“Without women, without collective effort we cannot really restore the Niger Delta environment.”
This assertion was made by Chief Emem Okon, the Executive Director of Kebetkache Women Development Centre, in a keynote address she presented to the women of Niger Delta as they gathered for the sixth edition of the Niger Delta Women Day of Action for Environmental Justice in Yenegoa, the Bayelsa State capital, on December 17, 2021.
The event was themed: “Building a Feminist Economy for Ecosystem Restoration”.
“How can we adopt a development model that is inclusive, that everybody has a role to play, everybody’s role and contribution is recognised, resources are allocated to everybody, and everybody is happy?” she asked.
According to her, this is an ideal situation that sounds like being impossible, but it is possible.
“It can be done; even if we don’t get a perfect picture but it can be done, we can get something close to that. So, that is why we came up with ‘building a feminist economy for ecosystem restoration’.
“What it means is, without the women, without a collective effort we cannot really restore the Niger Delta environment. The implication is that there is serious inequality which does not promote development and peace: and because of this fact, the consequences have manifested in various forms.”
The aim of the gathering was to focus attention and discussion on the need for more gender friendly economic policies for an improved Niger Delta. The forum acknowledged that women have made positive impact bringing about change but their needs are never brought to the negotiating table.
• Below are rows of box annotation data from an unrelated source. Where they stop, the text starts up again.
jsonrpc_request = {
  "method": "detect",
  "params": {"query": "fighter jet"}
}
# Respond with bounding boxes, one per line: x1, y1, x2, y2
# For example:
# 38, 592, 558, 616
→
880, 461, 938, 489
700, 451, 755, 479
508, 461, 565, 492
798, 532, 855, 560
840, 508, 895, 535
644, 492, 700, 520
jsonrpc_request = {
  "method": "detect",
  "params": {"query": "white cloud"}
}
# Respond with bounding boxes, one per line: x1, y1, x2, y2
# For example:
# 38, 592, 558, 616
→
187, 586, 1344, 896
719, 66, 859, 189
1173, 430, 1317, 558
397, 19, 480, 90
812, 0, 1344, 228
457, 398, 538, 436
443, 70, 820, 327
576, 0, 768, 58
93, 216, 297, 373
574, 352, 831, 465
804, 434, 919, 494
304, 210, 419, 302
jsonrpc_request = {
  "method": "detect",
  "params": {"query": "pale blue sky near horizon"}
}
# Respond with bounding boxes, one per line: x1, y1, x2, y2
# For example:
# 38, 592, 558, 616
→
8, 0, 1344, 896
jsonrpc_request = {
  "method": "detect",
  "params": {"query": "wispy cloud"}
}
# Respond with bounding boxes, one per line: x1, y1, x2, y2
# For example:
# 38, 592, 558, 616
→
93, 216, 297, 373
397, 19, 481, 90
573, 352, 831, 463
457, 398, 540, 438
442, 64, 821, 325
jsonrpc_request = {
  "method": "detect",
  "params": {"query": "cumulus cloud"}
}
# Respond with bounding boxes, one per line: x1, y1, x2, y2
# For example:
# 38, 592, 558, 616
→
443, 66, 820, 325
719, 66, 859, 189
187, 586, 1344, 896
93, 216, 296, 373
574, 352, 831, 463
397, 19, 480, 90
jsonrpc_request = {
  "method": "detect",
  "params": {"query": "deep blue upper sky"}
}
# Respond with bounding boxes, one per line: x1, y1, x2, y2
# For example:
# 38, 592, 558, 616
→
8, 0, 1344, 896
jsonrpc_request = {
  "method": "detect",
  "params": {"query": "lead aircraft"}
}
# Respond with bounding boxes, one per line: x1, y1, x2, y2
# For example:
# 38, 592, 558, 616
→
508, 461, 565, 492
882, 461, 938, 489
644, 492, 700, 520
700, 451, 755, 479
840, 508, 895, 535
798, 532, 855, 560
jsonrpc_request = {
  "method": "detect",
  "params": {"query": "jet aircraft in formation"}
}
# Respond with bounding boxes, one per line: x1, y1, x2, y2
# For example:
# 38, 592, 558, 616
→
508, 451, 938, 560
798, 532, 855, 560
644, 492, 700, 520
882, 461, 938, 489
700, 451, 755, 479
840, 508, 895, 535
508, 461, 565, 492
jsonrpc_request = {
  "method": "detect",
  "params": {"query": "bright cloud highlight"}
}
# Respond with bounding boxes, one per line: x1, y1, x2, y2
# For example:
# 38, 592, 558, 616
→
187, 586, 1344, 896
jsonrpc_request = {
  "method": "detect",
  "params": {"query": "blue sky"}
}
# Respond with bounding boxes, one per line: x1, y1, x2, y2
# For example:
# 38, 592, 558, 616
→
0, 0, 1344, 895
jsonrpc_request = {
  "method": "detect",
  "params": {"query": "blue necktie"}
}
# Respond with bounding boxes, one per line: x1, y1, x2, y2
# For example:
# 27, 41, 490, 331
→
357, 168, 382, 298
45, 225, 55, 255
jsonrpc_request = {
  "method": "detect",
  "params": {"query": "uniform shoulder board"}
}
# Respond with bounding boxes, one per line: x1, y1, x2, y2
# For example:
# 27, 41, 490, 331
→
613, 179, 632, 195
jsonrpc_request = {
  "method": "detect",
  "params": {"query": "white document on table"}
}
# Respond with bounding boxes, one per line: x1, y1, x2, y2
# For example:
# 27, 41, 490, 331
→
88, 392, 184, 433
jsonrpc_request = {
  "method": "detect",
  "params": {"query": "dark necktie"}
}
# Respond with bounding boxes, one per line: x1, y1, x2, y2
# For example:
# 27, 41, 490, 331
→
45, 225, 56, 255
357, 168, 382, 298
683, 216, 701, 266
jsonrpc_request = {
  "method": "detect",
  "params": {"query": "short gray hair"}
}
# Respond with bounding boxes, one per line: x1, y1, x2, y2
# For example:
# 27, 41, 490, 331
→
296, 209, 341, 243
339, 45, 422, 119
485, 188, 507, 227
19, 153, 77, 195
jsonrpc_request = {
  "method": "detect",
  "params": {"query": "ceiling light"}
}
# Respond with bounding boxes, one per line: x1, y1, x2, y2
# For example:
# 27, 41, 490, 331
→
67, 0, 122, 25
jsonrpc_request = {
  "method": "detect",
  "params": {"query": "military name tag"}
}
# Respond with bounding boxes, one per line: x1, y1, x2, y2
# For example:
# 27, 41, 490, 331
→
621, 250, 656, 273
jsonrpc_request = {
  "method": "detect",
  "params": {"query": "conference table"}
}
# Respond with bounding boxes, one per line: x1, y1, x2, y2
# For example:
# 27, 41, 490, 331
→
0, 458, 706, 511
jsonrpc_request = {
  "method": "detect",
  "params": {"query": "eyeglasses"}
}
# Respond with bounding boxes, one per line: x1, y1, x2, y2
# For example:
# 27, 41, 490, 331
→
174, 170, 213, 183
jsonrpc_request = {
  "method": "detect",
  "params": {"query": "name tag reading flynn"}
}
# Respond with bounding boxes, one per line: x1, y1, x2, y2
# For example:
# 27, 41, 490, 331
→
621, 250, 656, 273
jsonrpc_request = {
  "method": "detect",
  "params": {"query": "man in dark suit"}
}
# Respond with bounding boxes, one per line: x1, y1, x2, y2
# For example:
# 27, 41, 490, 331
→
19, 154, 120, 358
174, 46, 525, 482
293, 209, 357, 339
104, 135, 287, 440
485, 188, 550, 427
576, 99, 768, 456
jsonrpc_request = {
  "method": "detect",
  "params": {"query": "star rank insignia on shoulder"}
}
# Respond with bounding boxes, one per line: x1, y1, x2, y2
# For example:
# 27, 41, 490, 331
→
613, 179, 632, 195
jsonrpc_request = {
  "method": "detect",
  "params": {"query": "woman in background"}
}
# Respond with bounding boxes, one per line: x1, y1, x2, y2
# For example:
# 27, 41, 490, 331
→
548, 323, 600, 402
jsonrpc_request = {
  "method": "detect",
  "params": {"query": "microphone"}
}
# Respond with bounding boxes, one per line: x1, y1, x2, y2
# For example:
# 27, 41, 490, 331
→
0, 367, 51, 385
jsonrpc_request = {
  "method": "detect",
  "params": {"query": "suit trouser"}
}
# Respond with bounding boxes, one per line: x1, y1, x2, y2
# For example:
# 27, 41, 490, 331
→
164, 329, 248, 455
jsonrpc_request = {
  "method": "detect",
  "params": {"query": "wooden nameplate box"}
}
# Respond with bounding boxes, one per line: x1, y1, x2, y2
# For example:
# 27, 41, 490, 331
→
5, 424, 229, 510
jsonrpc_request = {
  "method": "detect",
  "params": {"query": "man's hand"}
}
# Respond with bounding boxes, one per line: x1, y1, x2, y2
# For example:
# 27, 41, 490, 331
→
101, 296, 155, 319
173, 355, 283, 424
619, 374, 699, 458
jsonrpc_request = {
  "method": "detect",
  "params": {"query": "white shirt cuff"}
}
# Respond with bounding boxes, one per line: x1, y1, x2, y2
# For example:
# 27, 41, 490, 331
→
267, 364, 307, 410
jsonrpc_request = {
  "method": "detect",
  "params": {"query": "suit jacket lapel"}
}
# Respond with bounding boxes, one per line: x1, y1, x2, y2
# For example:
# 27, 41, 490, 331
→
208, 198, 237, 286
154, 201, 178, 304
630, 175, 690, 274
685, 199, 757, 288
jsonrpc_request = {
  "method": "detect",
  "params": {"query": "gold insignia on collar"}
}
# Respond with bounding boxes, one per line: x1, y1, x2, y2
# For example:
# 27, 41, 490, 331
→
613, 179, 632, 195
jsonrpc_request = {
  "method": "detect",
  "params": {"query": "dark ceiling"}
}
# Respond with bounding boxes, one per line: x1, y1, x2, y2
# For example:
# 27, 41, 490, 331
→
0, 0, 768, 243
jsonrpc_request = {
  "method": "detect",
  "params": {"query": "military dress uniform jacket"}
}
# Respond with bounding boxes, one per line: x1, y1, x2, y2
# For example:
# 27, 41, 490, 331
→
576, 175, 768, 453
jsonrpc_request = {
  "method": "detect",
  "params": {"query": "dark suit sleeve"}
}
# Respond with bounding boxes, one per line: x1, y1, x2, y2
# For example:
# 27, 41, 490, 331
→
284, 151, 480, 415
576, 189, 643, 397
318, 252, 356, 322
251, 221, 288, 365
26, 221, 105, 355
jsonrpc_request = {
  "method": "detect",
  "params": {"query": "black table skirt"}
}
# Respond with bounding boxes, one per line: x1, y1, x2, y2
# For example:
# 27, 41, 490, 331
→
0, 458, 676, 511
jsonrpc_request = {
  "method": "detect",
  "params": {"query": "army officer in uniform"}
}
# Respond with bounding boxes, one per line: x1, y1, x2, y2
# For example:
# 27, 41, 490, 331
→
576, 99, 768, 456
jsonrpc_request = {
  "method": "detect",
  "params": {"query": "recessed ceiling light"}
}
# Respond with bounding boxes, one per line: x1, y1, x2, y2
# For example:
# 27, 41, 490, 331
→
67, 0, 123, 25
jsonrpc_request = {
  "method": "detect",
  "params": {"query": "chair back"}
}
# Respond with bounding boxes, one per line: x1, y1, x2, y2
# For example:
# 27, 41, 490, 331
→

The forum identified the need to redefine the relationship between men and women on economy, as the rivers, air and soil in the region puts the region very much in danger.
Participants lamented the fact “that government doesn’t care what happens to the people hence the long time in clamping the Santa Barbara spill in Nembe. The poor state of education and health system further worsens the state of the women”.
The forum also noted “that Insecurity and the attendant violence and other vices, place women, girls and children in greater danger. Oil pollution which keeps mounting without mitigation is increasing ill-health and incapacitating Niger Delta men with altered spermatozoa”.
They canvassed for a new economic agenda, saying “that oil is fast losing attention, and so the need for a new economic agenda for the Niger Delta. The patriarchy has indoctrinated women into accepting abnormal situations rather than breaking barriers to push women voices, and that everyone is entitled to clean air, water and soil as fundamental rights now evading communities. That everyone has a right to food choices guaranteed by natural agriculture”.
In a communiqué issued at the end of the event and signed by over 20 civil society organisations, participants resolved that:
- Women should redefine and set an agenda to bring issues about women to the forefront for needed action by government and other decision makers.
- Education and health sectors should be upgraded to improve opportunities for women to effectively contribute to society and reduce violence and vices.
- Women should collectively raise calls for a clean environment in the region.
- That mitigation of all polluted sites must be a priority and important to bring women out of economic bondage.
- Women should pull together to promote natural agriculture, and that with attention back to agriculture, there is need to adapt smart ways of making the most of nature.
- Deliberate policies should be put in place for women to access financial and other opportunities, and that the 10 % of the PIA host community fund should be devoted to projects that will directly benefit women in the communities.
- That Niger Delta states and local governments should adopt the Gender and Climate Change Action Plan.